As a companion to the game, “The Art of Journey” tries to assert itself as a coffee table book, large and heavy — with the added bell and whistle of augmented reality to make pages come alive with, say, flying dragons. Unfortunately, the narrative isn’t quite as impressive. Nava repeats himself as he introduces each section (character, architecture, color, etc.). He paints himself as a thorough researcher and overworked artist. Again and again he claims the importance of ethnic ambiguity and his attempt to establish a universal language. No offense Nava, you’ve done an awesome job, but I would rather read about specific influences than broad generalizations. Instead I have to look to the hundreds of illustrations for clues and need a hearty background in art history to examine the overall importance of your research. It is not often we find deftly-created, popular games based on quiet friendship rather than barbarous bloodlust. It’s a trope that’s harder to pull of than the clichés of violence, and hopefully Journey will have a positive impact on the market for games, even hard core games.

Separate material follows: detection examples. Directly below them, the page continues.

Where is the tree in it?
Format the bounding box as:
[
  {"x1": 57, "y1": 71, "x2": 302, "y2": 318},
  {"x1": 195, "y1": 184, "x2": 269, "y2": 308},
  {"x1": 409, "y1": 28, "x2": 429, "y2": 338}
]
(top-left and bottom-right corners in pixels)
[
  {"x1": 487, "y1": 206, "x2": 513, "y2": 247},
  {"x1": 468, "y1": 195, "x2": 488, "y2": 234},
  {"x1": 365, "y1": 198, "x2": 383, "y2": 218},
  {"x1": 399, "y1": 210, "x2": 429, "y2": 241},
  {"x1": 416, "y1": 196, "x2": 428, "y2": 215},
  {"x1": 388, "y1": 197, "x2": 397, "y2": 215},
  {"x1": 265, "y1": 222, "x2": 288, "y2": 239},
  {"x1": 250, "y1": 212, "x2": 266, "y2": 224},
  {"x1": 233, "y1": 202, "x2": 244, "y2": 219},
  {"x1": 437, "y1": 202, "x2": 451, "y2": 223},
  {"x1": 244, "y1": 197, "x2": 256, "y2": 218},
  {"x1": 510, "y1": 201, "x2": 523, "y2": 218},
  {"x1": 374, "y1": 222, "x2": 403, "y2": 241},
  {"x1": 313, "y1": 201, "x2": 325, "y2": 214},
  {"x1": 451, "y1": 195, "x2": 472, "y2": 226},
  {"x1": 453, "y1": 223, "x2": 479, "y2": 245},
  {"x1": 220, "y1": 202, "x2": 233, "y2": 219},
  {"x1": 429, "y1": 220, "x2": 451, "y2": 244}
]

As the writing and artwork unfold page by page, it becomes apparent that the avatar is fascinating not simply because his robes flow zen-like in the wind. It’s because the final rendition comes out of a universality we all find in movement. The avatar’s emotions are visible only through the swaying cloth surrounding the vaguely humanoid creature. A word that Nava uses is ‘dynamic cloth” as if the movement of the cloth has a life of its own. The tail that extends down the back of the veiled, dress-wearing, cat-like creature flows with movement and with the wind in the desert. The other creatures your avatar will interact with in the game look like empty cloth wrappings – as if the creature would be invisible if the decorative cloth wrapping it wasn’t there. The ‘dynamic cloth” has a breath to it, bringing life to each creature without assigning the usual hassles like race, sex, or level of evil within them.

Much of the artwork is heavily influenced by Greek, Islamic, and Japanese culture. Nava says that he, “created a set of rules for Journey in which <he> blended elements of these styles with <his> own motifs and designs.” He says the result was something entirely new but as Truman said, “There is nothing new in the world except the history you do not know.” Much of his architecture, specifically the tower the players climb in the book’s desert chapter in the book resembles the architectural impossibilities of M.C. Escher’s illustrations. “Procession in crypt,” “Ascending and Descending,” and “Belvedere” all resemble the vaguely European and Arabic influenced architecture used by Escher and Nava alike. That being said, I don’t think Nava or Journey needs an entirely new yet familiar environment to be successful. Those are extremely high standards and I don’t think Nava needed to have put so much emphasis on them. But I am glad he pushed himself and his team to create something that is truly a monumental step forward in the visceral experience of game play. To explore Journey is to explore movement, light, and color. It is truly a singular thing.

Annatruus Bakker is one of the Critics Circle’s talented interns.  She is a recent graduate of the School of Visual Arts where she wrote plenty of art criticism and made a lot of art.